La lavandera se acerca seguida por uno de los mayordomos.
—¿Así también no destroza todos sus juguetes?
—Está muerto… será de ahogo, de frío, ¿de qué será?
—Agárrelo usted, Pancha, y bótelo a la basura… Y llévese a este niño a bañarse.
Esa noche tía Tati no vino a ver cómo me bañaba y nadie se atrevió a decir «¡Al agua patos!». Pancha me apuraba porque yo no me dejaba jabonar tranquilamente y es que sentía frío…
El muchacho se descubrió flotando medio encogido y de costado y recordó a Pancha diciéndole que en esa postura no lo podía jabonar bien. «Al agua patos», dijo, y nadó hasta el borde de la piscina.
Le ha ido como esperaba. Ni bien ni mal. Trabaja con una compañía de ingenieros, lo cual le ha permitido casarse, tener dos hijos y mantener a su madre sin que ella tenga necesidad de seguir trabajando. Vive tranquilo, que es lo único que le interesa y, a veces, cuando entra a la ducha dice «¡al agua patos!». Últimamente ha estado varias veces a punto de explicarle a su esposa lo que esa frase significa, la verdad es que la quiere bastante y que ella se merece una explicación y no esas rotundas negativas que recibe cada vez que le pide alquilar una casa en Chosica.
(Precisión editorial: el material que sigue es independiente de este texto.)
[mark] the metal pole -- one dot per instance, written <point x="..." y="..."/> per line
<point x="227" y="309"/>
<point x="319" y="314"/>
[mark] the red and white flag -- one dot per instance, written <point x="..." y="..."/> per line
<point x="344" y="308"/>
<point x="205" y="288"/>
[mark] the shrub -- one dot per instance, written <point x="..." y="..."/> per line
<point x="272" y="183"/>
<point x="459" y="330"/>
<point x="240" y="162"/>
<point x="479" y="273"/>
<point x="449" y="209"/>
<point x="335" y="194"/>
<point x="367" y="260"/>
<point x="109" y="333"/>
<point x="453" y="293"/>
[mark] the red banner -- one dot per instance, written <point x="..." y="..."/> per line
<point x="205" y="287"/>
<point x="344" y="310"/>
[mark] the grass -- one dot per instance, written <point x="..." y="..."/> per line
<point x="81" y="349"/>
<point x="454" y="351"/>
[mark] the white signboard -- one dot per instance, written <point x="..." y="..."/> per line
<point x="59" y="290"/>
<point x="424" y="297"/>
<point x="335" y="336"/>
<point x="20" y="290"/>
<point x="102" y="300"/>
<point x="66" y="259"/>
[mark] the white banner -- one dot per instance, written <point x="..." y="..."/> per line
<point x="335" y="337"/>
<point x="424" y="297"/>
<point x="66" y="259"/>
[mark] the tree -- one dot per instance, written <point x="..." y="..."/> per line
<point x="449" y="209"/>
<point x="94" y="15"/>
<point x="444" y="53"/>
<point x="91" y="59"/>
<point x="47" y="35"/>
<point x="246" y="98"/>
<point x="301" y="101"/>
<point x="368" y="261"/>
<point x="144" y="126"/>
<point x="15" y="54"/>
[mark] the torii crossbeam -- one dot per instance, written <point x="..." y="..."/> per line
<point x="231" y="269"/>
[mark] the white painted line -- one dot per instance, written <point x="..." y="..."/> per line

Forman una buena pareja y todo marcharía a la perfección si no fuera por este asunto de la humedad del invierno de Lima y la ligera asma de Claudia, realmente la afecta. La verdad es que Chosica sería la solución. Hoy, por fin, ha decidido explicarle su negativa. Pero Miguelito irrumpe jugando y él lo toma entre sus brazos «¿Hasta qué palabra has vivido ya?», le pregunta, sin abrir la boca, acariciándolo solamente, sintiendo cómo quiere marcharse para seguir jugando. Entonces él destapa una cerveza y decide no explicar nada, irán a Chosica, alquilarán la casa, me convenciste, mujer. Ella está feliz, mil veces había insistido, ella lo está abrazando, lo está besando. Él responde a todo eso con una sonrisa vaga, está pensando: «Después de todo Chosica es algo tan personal como inevitable y es posible que a Claudia sí le haga algún bien…».